Many-body localization in a tilted potential in two dimensions

TL;DR

This paper explores how a linear potential affects thermalization in a two-dimensional many-body system, finding that stronger gradients are needed to prevent thermalization compared to one dimension, with implications for experimental observations.

Contribution

It extends the study of Stark many-body localization to two dimensions, analyzing the conditions under which localization persists or breaks down.

Findings

Stronger potential gradients are required to inhibit thermalization in 2D.

Density-polarized regions act as bottlenecks for transport.
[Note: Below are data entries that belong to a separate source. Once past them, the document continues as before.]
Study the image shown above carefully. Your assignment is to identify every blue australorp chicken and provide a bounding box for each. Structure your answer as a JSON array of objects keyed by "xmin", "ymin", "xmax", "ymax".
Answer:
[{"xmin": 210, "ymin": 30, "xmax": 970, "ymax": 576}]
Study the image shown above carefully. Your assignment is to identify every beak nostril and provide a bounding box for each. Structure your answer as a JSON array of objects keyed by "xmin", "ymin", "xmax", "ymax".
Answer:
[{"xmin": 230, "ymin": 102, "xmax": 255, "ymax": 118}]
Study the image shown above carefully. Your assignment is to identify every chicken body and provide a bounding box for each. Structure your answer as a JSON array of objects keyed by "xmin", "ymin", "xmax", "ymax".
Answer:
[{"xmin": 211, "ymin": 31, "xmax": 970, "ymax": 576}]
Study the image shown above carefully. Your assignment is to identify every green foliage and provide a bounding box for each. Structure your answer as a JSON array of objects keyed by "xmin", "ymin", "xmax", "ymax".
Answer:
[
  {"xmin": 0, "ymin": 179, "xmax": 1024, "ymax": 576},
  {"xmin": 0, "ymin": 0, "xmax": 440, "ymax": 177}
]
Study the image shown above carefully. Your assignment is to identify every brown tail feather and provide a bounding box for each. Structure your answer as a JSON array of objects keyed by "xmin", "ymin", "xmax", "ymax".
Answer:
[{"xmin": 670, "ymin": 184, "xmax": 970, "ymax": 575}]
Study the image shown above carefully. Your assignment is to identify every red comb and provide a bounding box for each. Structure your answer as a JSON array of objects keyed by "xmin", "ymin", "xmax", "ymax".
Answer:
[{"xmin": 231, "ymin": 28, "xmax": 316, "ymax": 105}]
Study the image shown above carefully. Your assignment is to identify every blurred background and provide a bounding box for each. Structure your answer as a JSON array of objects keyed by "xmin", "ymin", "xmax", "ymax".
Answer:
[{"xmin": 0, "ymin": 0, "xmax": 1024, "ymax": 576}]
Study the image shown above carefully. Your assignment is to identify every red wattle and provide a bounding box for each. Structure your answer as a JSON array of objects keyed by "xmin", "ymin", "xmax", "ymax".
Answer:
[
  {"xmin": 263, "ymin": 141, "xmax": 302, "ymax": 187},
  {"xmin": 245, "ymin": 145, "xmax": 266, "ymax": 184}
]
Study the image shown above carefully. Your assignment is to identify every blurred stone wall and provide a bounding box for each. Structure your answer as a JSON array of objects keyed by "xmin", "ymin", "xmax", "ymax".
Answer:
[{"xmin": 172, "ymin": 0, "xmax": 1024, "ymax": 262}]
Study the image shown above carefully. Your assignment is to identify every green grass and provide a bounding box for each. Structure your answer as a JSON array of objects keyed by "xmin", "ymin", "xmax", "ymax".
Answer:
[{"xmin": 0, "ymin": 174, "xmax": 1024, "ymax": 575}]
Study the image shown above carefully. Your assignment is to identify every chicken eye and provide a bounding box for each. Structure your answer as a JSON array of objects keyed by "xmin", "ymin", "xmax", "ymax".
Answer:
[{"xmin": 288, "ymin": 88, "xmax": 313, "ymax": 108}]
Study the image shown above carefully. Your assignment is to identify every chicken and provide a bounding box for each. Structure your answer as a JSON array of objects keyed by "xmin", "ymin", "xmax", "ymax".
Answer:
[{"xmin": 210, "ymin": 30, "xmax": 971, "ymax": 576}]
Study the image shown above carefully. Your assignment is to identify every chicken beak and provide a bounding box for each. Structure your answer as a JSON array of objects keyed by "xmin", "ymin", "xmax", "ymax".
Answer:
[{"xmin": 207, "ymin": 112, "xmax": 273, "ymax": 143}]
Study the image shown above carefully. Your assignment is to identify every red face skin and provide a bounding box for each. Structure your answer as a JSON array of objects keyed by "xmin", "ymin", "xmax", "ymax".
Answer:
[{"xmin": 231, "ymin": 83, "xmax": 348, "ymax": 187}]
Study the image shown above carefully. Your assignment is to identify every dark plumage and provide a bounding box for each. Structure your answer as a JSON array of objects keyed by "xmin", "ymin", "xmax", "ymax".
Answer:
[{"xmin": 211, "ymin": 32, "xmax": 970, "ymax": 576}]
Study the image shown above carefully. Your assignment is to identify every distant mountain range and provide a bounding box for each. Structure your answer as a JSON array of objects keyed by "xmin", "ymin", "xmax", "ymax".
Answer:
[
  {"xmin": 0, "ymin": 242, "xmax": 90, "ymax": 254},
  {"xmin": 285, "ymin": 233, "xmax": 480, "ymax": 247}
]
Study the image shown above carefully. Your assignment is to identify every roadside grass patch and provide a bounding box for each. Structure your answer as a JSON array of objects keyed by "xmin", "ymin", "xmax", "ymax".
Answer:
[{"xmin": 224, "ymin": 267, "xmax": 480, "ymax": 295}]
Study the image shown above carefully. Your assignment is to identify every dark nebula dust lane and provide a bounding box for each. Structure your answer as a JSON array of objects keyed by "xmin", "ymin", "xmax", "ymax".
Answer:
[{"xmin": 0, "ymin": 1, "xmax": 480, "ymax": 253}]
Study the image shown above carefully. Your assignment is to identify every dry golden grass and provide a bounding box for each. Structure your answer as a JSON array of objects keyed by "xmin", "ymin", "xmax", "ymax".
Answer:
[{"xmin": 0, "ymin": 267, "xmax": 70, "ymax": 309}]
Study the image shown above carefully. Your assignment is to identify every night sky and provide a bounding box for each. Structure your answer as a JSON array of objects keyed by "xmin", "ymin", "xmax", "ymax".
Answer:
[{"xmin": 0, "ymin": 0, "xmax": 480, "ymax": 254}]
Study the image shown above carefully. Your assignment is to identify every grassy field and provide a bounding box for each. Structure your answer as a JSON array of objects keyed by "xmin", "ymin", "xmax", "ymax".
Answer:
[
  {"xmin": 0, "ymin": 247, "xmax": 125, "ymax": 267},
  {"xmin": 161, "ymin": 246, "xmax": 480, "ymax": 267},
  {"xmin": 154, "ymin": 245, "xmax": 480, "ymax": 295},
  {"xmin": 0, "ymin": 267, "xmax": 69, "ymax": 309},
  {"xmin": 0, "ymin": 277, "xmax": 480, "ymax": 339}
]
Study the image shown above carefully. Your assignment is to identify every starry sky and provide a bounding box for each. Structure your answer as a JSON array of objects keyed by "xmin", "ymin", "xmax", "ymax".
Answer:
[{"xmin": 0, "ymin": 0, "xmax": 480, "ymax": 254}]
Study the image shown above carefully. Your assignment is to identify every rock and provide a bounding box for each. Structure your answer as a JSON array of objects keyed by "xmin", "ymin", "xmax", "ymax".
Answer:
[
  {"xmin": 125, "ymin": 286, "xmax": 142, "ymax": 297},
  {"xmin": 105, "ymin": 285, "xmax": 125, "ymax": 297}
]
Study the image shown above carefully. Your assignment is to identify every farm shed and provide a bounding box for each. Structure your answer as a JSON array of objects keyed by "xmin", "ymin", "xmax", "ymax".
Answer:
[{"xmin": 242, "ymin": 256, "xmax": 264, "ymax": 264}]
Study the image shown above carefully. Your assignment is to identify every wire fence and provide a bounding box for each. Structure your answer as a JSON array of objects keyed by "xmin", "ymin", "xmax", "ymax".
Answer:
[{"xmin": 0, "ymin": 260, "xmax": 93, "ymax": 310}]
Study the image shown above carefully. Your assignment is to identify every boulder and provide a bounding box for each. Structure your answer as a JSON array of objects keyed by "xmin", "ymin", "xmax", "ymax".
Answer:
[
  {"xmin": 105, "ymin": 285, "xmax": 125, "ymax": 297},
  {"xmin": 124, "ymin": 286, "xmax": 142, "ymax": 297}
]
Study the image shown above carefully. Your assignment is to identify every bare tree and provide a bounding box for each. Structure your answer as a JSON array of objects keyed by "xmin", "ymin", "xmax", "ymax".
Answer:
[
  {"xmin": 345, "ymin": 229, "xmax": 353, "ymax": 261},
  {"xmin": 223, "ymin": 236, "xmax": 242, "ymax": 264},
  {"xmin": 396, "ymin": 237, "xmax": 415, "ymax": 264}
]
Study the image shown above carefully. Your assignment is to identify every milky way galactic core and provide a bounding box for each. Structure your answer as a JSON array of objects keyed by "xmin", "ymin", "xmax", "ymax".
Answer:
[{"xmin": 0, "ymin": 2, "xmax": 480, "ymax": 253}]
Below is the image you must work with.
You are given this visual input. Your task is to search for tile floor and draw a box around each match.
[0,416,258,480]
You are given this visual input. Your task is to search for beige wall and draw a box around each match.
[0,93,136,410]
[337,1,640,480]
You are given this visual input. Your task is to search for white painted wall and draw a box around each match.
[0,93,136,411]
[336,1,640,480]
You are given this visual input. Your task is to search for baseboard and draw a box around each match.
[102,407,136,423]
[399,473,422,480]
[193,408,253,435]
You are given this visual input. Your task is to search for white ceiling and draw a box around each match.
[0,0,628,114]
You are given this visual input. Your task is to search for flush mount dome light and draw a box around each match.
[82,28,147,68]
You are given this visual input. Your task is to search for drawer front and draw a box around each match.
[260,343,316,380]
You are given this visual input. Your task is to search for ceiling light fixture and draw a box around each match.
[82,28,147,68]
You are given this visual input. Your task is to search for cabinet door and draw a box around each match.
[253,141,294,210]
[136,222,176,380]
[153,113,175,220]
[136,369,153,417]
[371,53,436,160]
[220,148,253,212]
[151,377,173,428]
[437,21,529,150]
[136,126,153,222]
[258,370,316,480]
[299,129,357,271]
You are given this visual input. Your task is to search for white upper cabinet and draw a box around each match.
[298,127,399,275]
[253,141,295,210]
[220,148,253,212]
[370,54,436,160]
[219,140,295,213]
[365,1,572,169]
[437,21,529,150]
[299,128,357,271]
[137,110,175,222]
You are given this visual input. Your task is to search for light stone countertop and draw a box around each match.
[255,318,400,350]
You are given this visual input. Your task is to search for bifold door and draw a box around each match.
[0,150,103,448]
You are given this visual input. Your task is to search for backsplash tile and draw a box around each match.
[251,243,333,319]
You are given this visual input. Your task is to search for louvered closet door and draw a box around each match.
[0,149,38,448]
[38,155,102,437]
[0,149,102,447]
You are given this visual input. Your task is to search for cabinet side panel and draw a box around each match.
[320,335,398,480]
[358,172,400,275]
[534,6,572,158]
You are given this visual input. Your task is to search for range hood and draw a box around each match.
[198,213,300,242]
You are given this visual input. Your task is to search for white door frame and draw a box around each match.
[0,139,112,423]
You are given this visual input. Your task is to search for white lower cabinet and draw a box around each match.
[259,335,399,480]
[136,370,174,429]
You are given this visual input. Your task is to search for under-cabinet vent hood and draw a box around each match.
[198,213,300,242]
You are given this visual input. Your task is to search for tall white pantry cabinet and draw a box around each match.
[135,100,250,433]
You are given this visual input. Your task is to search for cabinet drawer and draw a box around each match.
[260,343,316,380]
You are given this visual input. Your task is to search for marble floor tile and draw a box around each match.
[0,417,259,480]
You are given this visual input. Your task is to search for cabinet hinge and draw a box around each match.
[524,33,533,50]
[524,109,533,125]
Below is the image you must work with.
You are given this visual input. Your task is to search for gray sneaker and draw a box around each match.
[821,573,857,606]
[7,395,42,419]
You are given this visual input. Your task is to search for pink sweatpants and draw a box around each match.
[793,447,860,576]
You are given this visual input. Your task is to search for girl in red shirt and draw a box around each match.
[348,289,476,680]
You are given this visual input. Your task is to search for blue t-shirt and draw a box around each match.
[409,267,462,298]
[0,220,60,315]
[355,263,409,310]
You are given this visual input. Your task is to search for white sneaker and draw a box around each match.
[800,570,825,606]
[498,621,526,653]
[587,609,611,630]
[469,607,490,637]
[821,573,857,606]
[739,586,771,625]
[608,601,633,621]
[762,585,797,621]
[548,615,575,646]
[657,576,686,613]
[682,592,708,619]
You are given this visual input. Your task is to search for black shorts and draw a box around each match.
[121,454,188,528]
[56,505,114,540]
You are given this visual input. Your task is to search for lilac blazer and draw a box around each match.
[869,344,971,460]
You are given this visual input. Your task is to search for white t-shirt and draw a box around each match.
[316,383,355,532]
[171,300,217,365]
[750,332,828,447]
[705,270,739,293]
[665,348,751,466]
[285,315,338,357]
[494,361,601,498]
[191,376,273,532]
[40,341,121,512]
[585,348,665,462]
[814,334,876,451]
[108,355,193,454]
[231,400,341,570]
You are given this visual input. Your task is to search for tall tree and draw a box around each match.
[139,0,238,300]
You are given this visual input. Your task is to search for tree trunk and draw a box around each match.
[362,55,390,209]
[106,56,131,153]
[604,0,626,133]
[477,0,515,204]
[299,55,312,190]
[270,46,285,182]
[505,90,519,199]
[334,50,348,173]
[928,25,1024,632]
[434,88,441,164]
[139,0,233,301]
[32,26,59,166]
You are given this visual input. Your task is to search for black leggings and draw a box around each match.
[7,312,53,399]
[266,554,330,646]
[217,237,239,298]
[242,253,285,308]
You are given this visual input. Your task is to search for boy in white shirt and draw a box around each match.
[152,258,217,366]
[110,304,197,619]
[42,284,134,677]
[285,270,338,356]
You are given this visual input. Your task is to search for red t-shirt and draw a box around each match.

Delocalization is generally favored in 2D systems, but nonergodic states can still occur.

Abstract

Thermalization in many-body systems can be inhibited by the application of a linearly increasing potential, which is known as Stark many-body localization. Here we investigate the fate of this phenomenon on a two-dimensional disorder-free lattice with up to $24 \times 6$ sites. Similar to the one-dimensional case, "density-polarized" regions can act as bottlenecks for transport and thermalization on laboratory timescales. However, compared to the one-dimensional case, a substantially stronger potential gradient is needed to prevent thermalization when an extra spatial dimension is involved. The origin of this difference and implications for experiments are discussed. We argue that delocalization is generally favored for typical states in two-dimensional Stark many-body systems, although nonergodicity can still be observed for a specific choice of initial states, such as those probed in experiments.